ここでいえることは、ワーストシナリオという“万が一の状況”に対する、イベント運営者の認識の甘さではないでしょうか。

常設サーキットであれば、走行速度が最も高い直線路の延長上に、段差や防護用具がない状態で観客が立ち入る場所を設けることはありません。

一般的に、主要な観客席は直線路と並行した場所に設置されるものです。

これが、今回のような仮設施設の場合、限られたスペースでコースを設定し、そのほかの併設イベントとの人の導線を考慮し、そして参加者の人数が多ければレーシングカートの効率的な乗り換えを考慮する必要があります。

その結果として、今回のようなコースと観客がいる場所のレイアウトになったと考えられます。

こうしたコースレイアウトなど、イベントの運営における安全性の確保について、法的な規制や規定、または何らかのガイドラインのようなものはあるのでしょうか?

一般的には、私有地での各種イベントについては、警察や地元自治体などに事前に開催許可を得る必要は基本的にはないとされています。

そこで、長年にわたり自動車関連の仮設イベントをおこなう関係者らから話を聞いてみたところ、実際の運営でもそうした一般論で語られているのと同じような対応をしており、ガイドラインようなものはないとのことです。

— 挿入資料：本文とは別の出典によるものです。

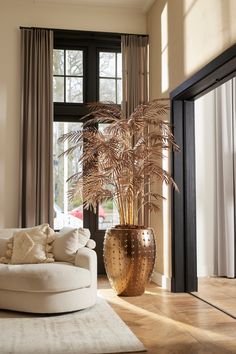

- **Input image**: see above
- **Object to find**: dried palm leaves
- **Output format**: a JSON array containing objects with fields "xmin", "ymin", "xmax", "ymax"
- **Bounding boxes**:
[{"xmin": 59, "ymin": 100, "xmax": 178, "ymax": 225}]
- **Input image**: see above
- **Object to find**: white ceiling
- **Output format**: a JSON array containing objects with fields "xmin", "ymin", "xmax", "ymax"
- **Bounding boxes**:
[{"xmin": 34, "ymin": 0, "xmax": 155, "ymax": 12}]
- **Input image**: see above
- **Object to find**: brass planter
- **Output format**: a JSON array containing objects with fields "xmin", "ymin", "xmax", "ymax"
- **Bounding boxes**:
[{"xmin": 103, "ymin": 228, "xmax": 156, "ymax": 296}]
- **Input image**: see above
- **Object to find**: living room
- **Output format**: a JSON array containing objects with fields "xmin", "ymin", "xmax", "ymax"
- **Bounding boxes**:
[{"xmin": 0, "ymin": 0, "xmax": 236, "ymax": 353}]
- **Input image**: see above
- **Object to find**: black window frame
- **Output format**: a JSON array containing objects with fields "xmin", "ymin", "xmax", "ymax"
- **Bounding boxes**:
[{"xmin": 54, "ymin": 30, "xmax": 121, "ymax": 274}]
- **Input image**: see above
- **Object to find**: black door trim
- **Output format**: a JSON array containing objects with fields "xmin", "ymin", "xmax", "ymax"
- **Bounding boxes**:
[{"xmin": 170, "ymin": 44, "xmax": 236, "ymax": 292}]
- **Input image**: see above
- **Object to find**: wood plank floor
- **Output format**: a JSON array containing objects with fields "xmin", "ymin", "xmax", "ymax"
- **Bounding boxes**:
[
  {"xmin": 98, "ymin": 277, "xmax": 236, "ymax": 354},
  {"xmin": 193, "ymin": 277, "xmax": 236, "ymax": 318}
]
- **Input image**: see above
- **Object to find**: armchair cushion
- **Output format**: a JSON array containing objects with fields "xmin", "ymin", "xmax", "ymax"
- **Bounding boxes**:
[
  {"xmin": 0, "ymin": 224, "xmax": 54, "ymax": 264},
  {"xmin": 0, "ymin": 262, "xmax": 91, "ymax": 293},
  {"xmin": 53, "ymin": 227, "xmax": 90, "ymax": 263}
]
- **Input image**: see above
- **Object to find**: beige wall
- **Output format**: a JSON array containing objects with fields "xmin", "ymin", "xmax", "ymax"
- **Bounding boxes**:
[
  {"xmin": 0, "ymin": 0, "xmax": 146, "ymax": 227},
  {"xmin": 147, "ymin": 0, "xmax": 236, "ymax": 277}
]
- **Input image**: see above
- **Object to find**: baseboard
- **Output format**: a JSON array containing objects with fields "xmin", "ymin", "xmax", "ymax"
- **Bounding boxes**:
[{"xmin": 152, "ymin": 271, "xmax": 171, "ymax": 291}]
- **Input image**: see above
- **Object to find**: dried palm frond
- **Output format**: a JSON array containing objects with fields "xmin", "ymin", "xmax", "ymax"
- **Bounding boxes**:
[{"xmin": 60, "ymin": 100, "xmax": 179, "ymax": 225}]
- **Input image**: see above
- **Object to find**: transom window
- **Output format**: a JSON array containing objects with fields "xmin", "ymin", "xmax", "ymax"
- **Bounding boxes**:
[{"xmin": 53, "ymin": 49, "xmax": 84, "ymax": 103}]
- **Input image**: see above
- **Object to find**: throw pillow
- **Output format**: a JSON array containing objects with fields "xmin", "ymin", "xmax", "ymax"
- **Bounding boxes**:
[
  {"xmin": 53, "ymin": 227, "xmax": 90, "ymax": 263},
  {"xmin": 2, "ymin": 224, "xmax": 54, "ymax": 264},
  {"xmin": 0, "ymin": 238, "xmax": 9, "ymax": 263}
]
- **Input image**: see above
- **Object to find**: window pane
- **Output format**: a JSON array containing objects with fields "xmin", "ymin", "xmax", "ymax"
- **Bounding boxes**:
[
  {"xmin": 66, "ymin": 50, "xmax": 83, "ymax": 76},
  {"xmin": 117, "ymin": 79, "xmax": 122, "ymax": 104},
  {"xmin": 99, "ymin": 79, "xmax": 116, "ymax": 103},
  {"xmin": 99, "ymin": 52, "xmax": 116, "ymax": 77},
  {"xmin": 117, "ymin": 53, "xmax": 122, "ymax": 78},
  {"xmin": 53, "ymin": 122, "xmax": 83, "ymax": 230},
  {"xmin": 53, "ymin": 76, "xmax": 64, "ymax": 102},
  {"xmin": 66, "ymin": 77, "xmax": 83, "ymax": 103},
  {"xmin": 53, "ymin": 49, "xmax": 64, "ymax": 75}
]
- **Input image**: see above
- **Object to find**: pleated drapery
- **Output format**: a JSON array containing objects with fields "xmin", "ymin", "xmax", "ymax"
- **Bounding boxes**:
[
  {"xmin": 214, "ymin": 78, "xmax": 236, "ymax": 278},
  {"xmin": 121, "ymin": 35, "xmax": 150, "ymax": 226},
  {"xmin": 121, "ymin": 35, "xmax": 149, "ymax": 116},
  {"xmin": 19, "ymin": 29, "xmax": 53, "ymax": 227}
]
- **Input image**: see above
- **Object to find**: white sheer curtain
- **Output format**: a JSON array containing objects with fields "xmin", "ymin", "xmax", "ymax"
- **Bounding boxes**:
[{"xmin": 214, "ymin": 78, "xmax": 236, "ymax": 277}]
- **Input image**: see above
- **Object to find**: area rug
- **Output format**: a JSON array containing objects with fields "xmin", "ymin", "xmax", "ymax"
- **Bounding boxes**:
[{"xmin": 0, "ymin": 298, "xmax": 145, "ymax": 354}]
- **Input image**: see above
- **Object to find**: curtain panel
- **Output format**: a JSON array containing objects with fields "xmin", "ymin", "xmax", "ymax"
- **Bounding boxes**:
[
  {"xmin": 214, "ymin": 78, "xmax": 236, "ymax": 278},
  {"xmin": 121, "ymin": 35, "xmax": 149, "ymax": 116},
  {"xmin": 121, "ymin": 35, "xmax": 150, "ymax": 226},
  {"xmin": 19, "ymin": 29, "xmax": 53, "ymax": 227}
]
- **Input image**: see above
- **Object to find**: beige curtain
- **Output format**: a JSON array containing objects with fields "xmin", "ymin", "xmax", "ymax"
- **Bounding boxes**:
[
  {"xmin": 121, "ymin": 35, "xmax": 148, "ymax": 116},
  {"xmin": 121, "ymin": 35, "xmax": 150, "ymax": 226},
  {"xmin": 20, "ymin": 29, "xmax": 53, "ymax": 227}
]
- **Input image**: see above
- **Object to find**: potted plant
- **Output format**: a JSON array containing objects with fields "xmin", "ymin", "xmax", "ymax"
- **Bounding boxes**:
[{"xmin": 60, "ymin": 100, "xmax": 178, "ymax": 296}]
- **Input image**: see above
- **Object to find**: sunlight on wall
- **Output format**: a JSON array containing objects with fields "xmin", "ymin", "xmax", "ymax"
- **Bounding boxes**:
[
  {"xmin": 183, "ymin": 0, "xmax": 224, "ymax": 76},
  {"xmin": 161, "ymin": 3, "xmax": 169, "ymax": 93},
  {"xmin": 162, "ymin": 152, "xmax": 170, "ymax": 275},
  {"xmin": 0, "ymin": 84, "xmax": 7, "ymax": 227}
]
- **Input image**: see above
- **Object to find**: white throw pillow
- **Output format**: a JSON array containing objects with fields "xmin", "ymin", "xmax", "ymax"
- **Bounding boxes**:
[
  {"xmin": 1, "ymin": 224, "xmax": 54, "ymax": 264},
  {"xmin": 52, "ymin": 227, "xmax": 90, "ymax": 263},
  {"xmin": 0, "ymin": 238, "xmax": 8, "ymax": 258}
]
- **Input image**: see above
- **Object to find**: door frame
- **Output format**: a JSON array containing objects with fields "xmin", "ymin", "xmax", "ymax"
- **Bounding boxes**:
[{"xmin": 170, "ymin": 44, "xmax": 236, "ymax": 292}]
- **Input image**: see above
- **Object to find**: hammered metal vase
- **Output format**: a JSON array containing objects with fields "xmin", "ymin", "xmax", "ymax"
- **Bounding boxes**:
[{"xmin": 103, "ymin": 228, "xmax": 156, "ymax": 296}]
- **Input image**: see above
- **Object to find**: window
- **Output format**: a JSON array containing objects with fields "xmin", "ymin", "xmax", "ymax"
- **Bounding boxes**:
[
  {"xmin": 53, "ymin": 49, "xmax": 84, "ymax": 103},
  {"xmin": 53, "ymin": 31, "xmax": 122, "ymax": 241}
]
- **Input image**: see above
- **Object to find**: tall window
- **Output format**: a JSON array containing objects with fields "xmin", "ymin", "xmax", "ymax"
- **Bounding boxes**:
[
  {"xmin": 53, "ymin": 31, "xmax": 122, "ymax": 238},
  {"xmin": 53, "ymin": 49, "xmax": 84, "ymax": 103}
]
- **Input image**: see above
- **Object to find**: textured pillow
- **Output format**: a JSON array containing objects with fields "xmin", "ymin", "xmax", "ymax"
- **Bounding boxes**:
[
  {"xmin": 1, "ymin": 224, "xmax": 54, "ymax": 264},
  {"xmin": 86, "ymin": 240, "xmax": 96, "ymax": 250},
  {"xmin": 52, "ymin": 227, "xmax": 90, "ymax": 263},
  {"xmin": 52, "ymin": 228, "xmax": 79, "ymax": 262}
]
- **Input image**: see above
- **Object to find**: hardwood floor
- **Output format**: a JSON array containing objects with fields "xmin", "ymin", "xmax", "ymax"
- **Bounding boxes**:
[
  {"xmin": 98, "ymin": 277, "xmax": 236, "ymax": 354},
  {"xmin": 193, "ymin": 277, "xmax": 236, "ymax": 318}
]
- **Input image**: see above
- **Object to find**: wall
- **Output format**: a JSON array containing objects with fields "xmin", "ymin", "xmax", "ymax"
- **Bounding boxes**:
[
  {"xmin": 0, "ymin": 0, "xmax": 146, "ymax": 227},
  {"xmin": 195, "ymin": 91, "xmax": 216, "ymax": 277},
  {"xmin": 147, "ymin": 0, "xmax": 236, "ymax": 279}
]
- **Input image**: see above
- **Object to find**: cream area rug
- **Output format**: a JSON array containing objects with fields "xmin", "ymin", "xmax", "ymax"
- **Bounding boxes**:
[{"xmin": 0, "ymin": 298, "xmax": 145, "ymax": 354}]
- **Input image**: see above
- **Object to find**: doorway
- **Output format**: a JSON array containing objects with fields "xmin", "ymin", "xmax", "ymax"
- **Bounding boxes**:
[
  {"xmin": 192, "ymin": 78, "xmax": 236, "ymax": 318},
  {"xmin": 170, "ymin": 45, "xmax": 236, "ymax": 292}
]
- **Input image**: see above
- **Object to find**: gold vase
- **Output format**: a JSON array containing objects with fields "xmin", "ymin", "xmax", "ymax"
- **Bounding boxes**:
[{"xmin": 103, "ymin": 228, "xmax": 156, "ymax": 296}]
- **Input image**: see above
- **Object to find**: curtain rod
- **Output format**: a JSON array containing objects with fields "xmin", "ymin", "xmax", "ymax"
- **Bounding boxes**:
[{"xmin": 19, "ymin": 26, "xmax": 149, "ymax": 37}]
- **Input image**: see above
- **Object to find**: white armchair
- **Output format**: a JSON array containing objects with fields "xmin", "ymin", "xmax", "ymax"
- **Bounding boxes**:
[{"xmin": 0, "ymin": 229, "xmax": 97, "ymax": 313}]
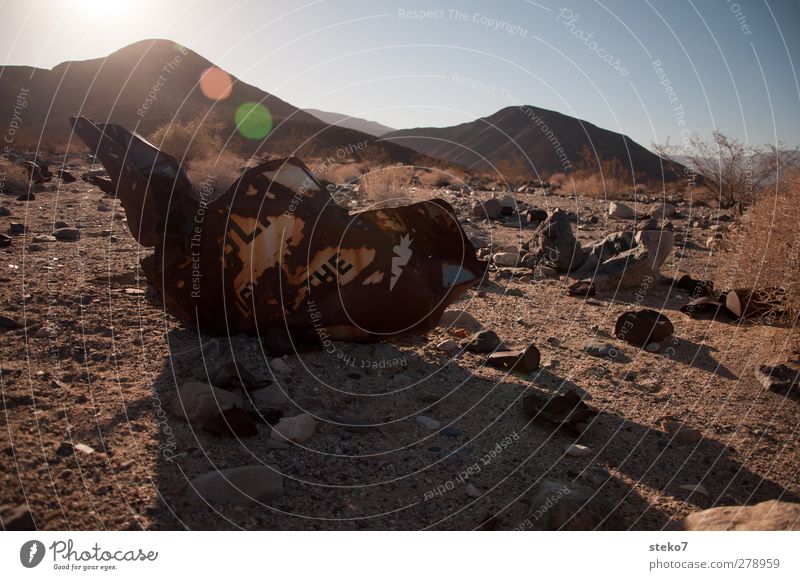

また、万が一の場合、当然ですが、主催者はイベント保険に加入するのが一般的とも指摘します。

今回の事故を教訓として、これからは一定以上の速度が出せるカートでの走行を伴う私有地でのイベントについては、国が全国一律のガイドラインを設けるべきではないでしょうか。

ただし、これらのカートは、道路運送車両法の適用外なほか、また私有地では乗用車などでも道路交通法の適用が難しくなります。

そこで、例えば消費者庁がイベント運用のためのガイドラインを作り、それに基づく運用が実際にできているかどうかを地元の自治体がチェックする、またはイベント主催者が自治体に報告するといった形が考えられるのではないでしょうか。

今回のような悲しい事故を二度と起こさないために、国が主導する総括的な仕組みづくりが求められます。